I understand that you want to train a small neural network from a teacher neural network using knowledge distillation for a regression problem.
The idea of knowledge distillation is to reduce the size of a neural network while maintaining its accuracy. Similar to the case of a classification problem, the student neural network would be trained using a distillation loss which would be a combination of loss between student’s and teacher’s predictions and the loss between student’s predictions and actual outputs.
The key difference between the classification and regression task is a loss function. In the case of regression mean squared error (MSE) values could be used. Also, in the case of a regression task the output is a continuous value instead of a discrete class and hence there would be a change in the output layer.
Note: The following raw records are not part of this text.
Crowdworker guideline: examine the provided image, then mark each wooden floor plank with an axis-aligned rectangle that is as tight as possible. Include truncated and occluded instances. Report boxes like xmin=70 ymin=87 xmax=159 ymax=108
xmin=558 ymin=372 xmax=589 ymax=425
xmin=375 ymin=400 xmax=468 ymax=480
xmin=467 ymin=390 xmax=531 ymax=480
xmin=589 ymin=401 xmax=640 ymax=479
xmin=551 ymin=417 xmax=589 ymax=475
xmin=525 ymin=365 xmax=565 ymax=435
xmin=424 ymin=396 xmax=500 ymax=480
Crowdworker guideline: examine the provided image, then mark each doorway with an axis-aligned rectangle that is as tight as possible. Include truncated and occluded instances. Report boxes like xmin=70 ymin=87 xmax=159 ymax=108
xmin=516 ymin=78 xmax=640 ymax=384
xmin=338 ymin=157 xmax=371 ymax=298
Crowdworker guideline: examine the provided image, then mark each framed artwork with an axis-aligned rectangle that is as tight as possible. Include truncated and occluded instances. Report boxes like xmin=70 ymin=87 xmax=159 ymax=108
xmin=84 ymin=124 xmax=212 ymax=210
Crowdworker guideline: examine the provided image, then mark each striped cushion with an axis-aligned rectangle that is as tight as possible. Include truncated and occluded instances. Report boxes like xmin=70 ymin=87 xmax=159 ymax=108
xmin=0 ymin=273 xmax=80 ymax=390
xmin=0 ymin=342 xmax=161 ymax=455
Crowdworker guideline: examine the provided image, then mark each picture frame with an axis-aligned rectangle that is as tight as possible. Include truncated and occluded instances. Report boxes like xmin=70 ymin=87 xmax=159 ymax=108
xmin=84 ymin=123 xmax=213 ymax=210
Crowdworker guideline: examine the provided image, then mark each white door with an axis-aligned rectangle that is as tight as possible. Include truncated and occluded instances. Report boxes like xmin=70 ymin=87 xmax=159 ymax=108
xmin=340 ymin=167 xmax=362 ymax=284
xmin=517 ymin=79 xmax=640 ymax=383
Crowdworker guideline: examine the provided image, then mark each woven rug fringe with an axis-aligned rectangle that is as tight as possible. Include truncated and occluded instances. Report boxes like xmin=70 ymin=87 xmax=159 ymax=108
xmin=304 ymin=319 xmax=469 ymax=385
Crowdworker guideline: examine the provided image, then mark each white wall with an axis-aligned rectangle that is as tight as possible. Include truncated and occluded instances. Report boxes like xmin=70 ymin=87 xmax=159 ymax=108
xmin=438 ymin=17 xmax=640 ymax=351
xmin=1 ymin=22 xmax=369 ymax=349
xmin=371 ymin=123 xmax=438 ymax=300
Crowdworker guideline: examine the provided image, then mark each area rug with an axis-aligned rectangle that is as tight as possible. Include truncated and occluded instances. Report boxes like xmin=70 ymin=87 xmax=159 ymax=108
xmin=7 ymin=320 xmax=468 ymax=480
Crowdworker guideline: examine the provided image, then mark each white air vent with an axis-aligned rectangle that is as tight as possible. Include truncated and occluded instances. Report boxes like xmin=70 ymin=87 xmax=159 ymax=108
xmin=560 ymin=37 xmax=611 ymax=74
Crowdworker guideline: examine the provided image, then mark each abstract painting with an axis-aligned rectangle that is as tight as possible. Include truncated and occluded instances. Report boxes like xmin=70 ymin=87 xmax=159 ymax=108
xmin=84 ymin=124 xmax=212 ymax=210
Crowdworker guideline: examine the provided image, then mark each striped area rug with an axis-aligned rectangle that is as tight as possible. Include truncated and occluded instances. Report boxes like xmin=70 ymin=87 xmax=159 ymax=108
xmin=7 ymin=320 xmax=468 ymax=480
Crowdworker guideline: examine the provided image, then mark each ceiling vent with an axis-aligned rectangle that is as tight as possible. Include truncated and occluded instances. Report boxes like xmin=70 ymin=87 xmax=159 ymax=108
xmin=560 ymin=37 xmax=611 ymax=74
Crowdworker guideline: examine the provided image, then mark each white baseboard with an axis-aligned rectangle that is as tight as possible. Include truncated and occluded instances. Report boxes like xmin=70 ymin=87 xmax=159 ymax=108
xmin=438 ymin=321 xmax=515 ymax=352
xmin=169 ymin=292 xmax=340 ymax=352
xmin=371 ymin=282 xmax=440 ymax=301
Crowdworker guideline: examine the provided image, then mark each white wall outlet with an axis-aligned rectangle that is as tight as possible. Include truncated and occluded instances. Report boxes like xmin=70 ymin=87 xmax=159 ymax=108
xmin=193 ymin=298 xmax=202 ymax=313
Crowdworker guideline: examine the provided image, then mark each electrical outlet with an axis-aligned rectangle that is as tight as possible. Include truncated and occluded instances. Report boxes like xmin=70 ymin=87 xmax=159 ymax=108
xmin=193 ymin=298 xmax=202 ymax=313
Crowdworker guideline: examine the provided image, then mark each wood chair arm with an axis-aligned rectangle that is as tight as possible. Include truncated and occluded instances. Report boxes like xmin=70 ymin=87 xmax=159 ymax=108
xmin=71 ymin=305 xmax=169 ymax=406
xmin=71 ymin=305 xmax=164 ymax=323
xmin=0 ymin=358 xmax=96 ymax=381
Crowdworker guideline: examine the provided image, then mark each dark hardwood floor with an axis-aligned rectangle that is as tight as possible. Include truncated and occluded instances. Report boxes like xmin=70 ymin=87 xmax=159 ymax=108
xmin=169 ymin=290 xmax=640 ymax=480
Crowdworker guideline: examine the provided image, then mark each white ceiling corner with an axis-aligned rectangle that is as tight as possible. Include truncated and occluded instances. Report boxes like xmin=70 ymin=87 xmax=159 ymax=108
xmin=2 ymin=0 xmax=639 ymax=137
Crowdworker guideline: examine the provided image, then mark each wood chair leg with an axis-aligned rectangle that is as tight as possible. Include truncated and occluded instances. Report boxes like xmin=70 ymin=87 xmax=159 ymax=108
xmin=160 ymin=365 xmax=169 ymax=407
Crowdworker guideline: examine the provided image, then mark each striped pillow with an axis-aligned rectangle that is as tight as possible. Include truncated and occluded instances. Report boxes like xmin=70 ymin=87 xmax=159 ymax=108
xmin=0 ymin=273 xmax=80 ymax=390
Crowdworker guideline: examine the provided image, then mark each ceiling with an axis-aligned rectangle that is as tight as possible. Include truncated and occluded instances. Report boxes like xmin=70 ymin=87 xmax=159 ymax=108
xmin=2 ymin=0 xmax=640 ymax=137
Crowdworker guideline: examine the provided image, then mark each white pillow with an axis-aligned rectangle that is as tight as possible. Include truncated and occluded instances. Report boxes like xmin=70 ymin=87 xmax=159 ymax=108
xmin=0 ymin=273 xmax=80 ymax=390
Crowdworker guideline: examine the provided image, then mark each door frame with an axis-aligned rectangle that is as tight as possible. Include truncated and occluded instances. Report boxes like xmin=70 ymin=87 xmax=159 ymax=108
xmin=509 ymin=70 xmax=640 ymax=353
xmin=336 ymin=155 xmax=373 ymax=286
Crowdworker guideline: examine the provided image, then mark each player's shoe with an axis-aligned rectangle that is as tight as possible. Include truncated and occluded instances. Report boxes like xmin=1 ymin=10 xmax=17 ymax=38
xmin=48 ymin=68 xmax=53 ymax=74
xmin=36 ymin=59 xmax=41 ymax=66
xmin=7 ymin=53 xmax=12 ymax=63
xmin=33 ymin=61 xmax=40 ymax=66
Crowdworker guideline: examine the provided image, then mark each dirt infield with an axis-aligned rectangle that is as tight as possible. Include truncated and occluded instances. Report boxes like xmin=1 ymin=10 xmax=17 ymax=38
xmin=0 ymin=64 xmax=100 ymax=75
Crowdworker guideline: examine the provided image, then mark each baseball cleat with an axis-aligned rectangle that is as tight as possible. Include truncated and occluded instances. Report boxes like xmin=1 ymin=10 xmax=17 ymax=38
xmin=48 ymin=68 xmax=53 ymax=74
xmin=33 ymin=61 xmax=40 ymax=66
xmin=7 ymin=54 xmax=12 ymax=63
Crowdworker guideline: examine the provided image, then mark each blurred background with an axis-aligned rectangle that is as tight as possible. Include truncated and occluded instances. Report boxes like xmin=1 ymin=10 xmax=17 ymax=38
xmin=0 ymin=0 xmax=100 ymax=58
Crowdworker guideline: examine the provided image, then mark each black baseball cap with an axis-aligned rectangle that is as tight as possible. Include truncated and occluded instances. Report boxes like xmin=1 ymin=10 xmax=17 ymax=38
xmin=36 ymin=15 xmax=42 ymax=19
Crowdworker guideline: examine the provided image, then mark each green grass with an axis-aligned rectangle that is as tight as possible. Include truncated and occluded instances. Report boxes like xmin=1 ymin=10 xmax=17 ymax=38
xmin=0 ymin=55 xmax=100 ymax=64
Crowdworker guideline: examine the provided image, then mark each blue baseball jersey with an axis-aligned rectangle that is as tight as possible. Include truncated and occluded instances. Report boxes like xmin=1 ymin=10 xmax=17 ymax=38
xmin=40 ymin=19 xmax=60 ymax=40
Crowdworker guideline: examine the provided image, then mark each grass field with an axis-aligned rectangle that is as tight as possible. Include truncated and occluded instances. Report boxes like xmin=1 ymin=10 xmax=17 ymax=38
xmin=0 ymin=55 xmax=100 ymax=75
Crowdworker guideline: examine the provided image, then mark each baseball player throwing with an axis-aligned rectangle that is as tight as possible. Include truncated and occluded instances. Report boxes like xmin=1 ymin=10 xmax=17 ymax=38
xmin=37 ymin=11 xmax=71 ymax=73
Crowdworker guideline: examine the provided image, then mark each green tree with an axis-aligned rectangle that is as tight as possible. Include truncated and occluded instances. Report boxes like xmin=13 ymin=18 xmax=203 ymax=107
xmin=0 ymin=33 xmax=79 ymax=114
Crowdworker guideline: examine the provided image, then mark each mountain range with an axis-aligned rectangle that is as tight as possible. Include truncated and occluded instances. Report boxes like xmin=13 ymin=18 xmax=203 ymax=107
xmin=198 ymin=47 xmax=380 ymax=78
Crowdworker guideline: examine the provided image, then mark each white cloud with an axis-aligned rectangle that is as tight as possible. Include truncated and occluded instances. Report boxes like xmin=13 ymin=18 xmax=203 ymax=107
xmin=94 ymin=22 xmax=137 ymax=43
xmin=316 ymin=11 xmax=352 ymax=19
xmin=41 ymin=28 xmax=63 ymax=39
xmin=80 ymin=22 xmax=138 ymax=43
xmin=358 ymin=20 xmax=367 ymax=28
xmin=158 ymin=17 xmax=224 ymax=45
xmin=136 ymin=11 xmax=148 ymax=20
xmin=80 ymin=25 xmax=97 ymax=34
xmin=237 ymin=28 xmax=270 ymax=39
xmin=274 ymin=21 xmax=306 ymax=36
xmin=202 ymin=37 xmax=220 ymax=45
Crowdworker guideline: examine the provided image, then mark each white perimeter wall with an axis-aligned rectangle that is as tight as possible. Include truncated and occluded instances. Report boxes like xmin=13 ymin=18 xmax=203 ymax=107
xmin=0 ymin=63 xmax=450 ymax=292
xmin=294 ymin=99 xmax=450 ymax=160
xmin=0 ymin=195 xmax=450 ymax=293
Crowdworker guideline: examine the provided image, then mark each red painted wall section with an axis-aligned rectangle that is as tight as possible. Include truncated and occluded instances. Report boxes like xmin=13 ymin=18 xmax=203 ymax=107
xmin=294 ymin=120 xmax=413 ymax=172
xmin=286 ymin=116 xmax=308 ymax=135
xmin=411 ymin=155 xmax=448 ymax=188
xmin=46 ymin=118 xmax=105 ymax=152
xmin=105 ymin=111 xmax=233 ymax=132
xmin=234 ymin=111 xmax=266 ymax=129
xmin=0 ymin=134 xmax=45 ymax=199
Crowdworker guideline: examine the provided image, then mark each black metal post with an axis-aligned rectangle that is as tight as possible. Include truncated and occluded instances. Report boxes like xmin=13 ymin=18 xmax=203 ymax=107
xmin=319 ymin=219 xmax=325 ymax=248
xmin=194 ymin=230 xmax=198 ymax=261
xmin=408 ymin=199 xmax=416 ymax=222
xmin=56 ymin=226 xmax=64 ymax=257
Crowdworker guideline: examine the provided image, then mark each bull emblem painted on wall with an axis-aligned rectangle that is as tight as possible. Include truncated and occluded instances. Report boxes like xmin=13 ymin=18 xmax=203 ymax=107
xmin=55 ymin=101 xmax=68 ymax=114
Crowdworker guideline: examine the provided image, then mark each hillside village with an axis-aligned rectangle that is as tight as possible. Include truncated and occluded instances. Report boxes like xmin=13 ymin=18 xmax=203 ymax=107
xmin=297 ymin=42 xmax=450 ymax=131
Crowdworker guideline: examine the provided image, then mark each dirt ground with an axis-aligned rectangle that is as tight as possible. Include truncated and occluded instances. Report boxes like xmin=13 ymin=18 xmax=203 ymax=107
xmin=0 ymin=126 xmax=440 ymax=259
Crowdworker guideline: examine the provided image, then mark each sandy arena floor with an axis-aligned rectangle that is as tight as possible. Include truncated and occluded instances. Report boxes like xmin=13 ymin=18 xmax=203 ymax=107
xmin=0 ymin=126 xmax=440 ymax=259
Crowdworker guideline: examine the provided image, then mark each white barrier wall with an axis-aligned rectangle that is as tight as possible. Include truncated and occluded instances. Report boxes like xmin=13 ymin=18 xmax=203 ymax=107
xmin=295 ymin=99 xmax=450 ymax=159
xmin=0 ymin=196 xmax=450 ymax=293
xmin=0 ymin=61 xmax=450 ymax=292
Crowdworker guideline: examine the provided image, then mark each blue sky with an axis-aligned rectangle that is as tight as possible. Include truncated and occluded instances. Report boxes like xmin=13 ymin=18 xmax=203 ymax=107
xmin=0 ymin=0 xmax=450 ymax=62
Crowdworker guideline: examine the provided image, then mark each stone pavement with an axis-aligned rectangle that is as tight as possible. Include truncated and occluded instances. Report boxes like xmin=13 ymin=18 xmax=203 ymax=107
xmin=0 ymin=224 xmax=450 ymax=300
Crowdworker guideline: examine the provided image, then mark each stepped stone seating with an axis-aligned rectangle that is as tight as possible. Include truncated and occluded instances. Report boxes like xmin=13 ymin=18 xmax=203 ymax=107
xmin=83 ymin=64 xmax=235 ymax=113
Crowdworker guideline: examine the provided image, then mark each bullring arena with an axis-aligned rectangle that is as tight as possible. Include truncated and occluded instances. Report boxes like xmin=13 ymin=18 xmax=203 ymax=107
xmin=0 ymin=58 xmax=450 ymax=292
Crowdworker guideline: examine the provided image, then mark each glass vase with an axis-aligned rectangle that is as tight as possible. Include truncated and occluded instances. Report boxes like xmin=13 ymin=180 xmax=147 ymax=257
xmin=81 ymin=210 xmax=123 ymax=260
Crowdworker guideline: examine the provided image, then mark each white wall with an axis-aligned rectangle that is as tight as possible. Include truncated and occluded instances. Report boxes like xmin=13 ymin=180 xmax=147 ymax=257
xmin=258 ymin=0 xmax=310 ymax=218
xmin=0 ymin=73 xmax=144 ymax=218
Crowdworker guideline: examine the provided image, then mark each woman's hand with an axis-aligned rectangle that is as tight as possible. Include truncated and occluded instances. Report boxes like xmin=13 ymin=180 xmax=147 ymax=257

Refer to a simple code snippet below:
% Generate synthetic regression data
numObservations = 1000;
XTrain = linspace(-10, 10, numObservations)';
YTrain = sin(XTrain) + 0.1 * randn(numObservations, 1); % Target is a noisy sine wave
% Define and train the teacher network
teacherLayers = [
featureInputLayer(1)
fullyConnectedLayer(50)
reluLayer
fullyConnectedLayer(1)
regressionLayer
];
teacherOptions = trainingOptions('adam', ...
'MaxEpochs', 300, ...
'MiniBatchSize', 32, ...
'Plots', 'training-progress', ...
'Verbose', false);
teacherNet = trainNetwork(XTrain, YTrain, teacherLayers, teacherOptions);
% Define the student network with a simpler architecture
studentLayers = [
featureInputLayer(1)
fullyConnectedLayer(10)
reluLayer
fullyConnectedLayer(1)
regressionLayer
];
studentOptions = trainingOptions('adam', ...
'MaxEpochs', 300, ...
'MiniBatchSize', 32, ...
'Plots', 'training-progress', ...
'Verbose', false);
studentNet = trainNetwork(XTrain, YTrain, studentLayers, studentOptions);
% Train the student network using knowledge distillation
alpha = 0.5; % Weighting factor for combining losses
% Create combined targets based on teacher predictions and true targets
teacherPred = predict(teacherNet, XTrain);
combinedTargets = alpha * teacherPred + (1 - alpha) * YTrain;
% Training the student network with combined targets
studentNet = trainNetwork(XTrain, combinedTargets, studentLayers, studentOptions);
Following are the results produced for teacher network, student network and for the knowledge distillation from teacher to student.



The above code snippet is a quite straightforward way to illustrate how MSE could be used for a regression task in knowledge distillation. You could use knowledge distillation for regression in the similar way as used for classification.
I hope this helps!!